Bad interface and menus – While the action and leveling in Dead Effect 2 is fun, navigating the interface and menus is not. The font is extremely small while shopping for weapons, gear and new abilities, so deciphering what they said was a chore. The bland blue menus were a pain on the eyes after an hour or so of playing, and by the end of the game, I simply couldn’t stand another poorly made menu to slog through. The system for buying, selling and upgrading gear desperately needs an overhaul. More than once I had an older version of the same weapon equipped, as you need to manually sell it in the store piece by piece. Oh, and there isn’t a buyback feature if you make a mistake. I learned that the hard way. Luckily for Dead Effect 2, the menus aren’t too frequent, so it doesn’t hurt that much.

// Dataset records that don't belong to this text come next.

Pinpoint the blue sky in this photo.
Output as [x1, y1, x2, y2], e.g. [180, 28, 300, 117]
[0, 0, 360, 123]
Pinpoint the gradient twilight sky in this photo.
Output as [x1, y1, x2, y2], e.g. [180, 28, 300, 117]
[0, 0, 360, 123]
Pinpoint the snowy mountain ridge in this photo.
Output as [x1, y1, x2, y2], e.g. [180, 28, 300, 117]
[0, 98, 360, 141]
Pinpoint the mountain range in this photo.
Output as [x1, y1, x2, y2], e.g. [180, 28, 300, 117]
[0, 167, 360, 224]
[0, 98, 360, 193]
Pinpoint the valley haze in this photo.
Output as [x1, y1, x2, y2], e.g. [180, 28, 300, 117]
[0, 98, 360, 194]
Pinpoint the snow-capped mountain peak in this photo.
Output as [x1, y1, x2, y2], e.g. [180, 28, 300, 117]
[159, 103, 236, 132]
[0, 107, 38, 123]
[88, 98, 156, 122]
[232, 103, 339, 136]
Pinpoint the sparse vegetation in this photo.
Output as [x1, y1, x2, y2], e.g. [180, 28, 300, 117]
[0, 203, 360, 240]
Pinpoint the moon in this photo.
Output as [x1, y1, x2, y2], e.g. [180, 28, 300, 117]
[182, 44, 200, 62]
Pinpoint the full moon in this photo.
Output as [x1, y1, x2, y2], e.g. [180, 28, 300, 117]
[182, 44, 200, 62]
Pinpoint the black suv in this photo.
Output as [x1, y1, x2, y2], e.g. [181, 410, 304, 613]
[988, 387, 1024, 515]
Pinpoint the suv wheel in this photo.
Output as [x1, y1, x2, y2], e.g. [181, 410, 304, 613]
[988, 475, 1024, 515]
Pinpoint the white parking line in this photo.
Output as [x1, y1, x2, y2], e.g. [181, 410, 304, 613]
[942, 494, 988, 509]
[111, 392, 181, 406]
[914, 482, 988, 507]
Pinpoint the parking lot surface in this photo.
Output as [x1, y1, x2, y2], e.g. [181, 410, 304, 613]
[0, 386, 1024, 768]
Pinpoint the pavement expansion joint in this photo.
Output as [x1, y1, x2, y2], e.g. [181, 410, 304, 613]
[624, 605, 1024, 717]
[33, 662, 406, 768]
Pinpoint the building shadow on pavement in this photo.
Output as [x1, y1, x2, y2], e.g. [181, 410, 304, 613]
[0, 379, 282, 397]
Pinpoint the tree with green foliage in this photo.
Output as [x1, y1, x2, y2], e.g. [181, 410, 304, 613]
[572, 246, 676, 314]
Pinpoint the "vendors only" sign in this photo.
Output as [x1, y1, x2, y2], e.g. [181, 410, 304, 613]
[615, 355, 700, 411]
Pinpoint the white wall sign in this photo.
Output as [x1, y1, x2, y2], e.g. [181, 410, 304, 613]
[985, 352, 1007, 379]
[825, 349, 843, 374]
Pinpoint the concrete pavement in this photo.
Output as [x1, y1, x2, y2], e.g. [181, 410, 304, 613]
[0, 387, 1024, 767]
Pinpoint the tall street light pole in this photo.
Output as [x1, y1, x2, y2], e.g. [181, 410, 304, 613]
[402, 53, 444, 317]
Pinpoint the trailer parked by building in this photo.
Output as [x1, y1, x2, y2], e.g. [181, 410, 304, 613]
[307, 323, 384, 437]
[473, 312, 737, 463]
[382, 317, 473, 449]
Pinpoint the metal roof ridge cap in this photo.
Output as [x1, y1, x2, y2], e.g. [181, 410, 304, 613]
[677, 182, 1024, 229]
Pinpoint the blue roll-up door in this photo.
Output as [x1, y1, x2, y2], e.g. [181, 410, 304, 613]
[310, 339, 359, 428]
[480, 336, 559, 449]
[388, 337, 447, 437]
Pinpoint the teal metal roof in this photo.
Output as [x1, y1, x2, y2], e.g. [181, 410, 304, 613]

Lack of multiplayer – It’s worth noting that the Xbox One version of the game doesn’t include co-op or multiplayer. While it would be an excellent addition to give the player even more reasons to return to the game, it really isn’t necessary. Perhaps those who have played Dead Effect 2 on another platform will feel cheated, but for a first-time experience, the game feels polished without it.



While Dead Effect 2 had its bumps and rocky moments, I certainly enjoyed playing through the game. I’d even go as far as to say the bad dialogue and accents sort of grew on me by the end. For $11.99, this game feels like an absolute steal when considering the high replay value and three different types of classes to play as through the story. Dead Effect 2 is worth the buy.

Score: Highly Recommended

Dead Effect 2 was developed and published by Badfly Interactive, a.s. It was released for Xbox One on January 13th, 2017 for $11.99. An early copy was provided for review purposes.